Even mild dehydration, a loss of just 1 percent to 2 percent of body weight, can produce symptoms including weakness, dizziness, fatigue, headache, and reduction in mental and physical performance.
“The idea of drinking water is really essential to maintain normal good health,” says Dr. James Dunford, emergency room physician with UCSD Medical Center and medical director of San Diego's EMS system. “Water is needed to help preserve body functions and vital organs and maintain blood pressure. It brings nutrients to the cells and washes away the toxins. Water is the most important molecule we commonly take for granted.”
In one of my CFS books, it comments that you can tell how bad a person's CFS is by the size of their water bottle. Well, yes and no. I do drink a lot of water when I'm running a fever or when we're having triple digit temperatures, but other than that, I don't drink huge amounts of water. I usually sip at the same 20-ounce bottle all day (plus beverages with meals).
This water-bottle theory may be another of those lookalike misdiagnoses, where people think they have CFS, but what they really have is "weakness, dizziness, fatigue, headache, and reduction in mental and physical performance" from dehydration. As with every other lookalike condition, there are symptoms and test results that differentiate it from CFS.

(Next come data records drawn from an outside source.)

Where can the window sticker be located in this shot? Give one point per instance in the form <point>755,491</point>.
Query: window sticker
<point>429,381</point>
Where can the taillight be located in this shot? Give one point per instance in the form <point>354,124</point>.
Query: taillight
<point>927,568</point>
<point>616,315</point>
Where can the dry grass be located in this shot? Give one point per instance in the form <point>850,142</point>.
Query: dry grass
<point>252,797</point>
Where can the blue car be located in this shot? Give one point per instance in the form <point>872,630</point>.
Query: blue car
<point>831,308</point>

Unfortunately, over the past 20 years, the definition of CFS has been watered down to include anyone with fatigue for any reason. Some of this was done by groups with ulterior motives (e.g., psychologists who saw a chance for profit in confusing CFS with an entirely different condition with a similar name and thus persuading the government to mandate years of psychotherapy for Disability recipients). Some of it was done by people who don't understand that there's more to Chronic Fatigue Syndrome than chronic fatigue.
As a result, there are a lot of doctors out there who apply the CFS label to people who don't have CFS, who never had CFS, who the experts would tell "you don't have CFS", who the neurological and immune system tests would prove don't have CFS.
Do yourself a favor -- if you don't have the symptoms described by the original CFS definition (such as fever, swollen lymph glands, and sore throat), hie thee to a CFS expert and get the right diagnosis. If you have something as simple as dehydration, it's much easier to get back to feeling well than if you actually have CFS.
On the other hand, while you're waiting for that appointment, do your own First Aid experiments. When I started fainting right after starting a new medication, by the time I went to the doctor, I was already able to tell him that I'd tried eating chocolate, proving it wasn't hypoglycemia, and I'd tried drinking extra water, proving it wasn't dehydration. That ruled out two of the possibilities he was going to suggest. If you feel much better after drinking more water, then you may have fixed the problem without the expense of a specialist appointment.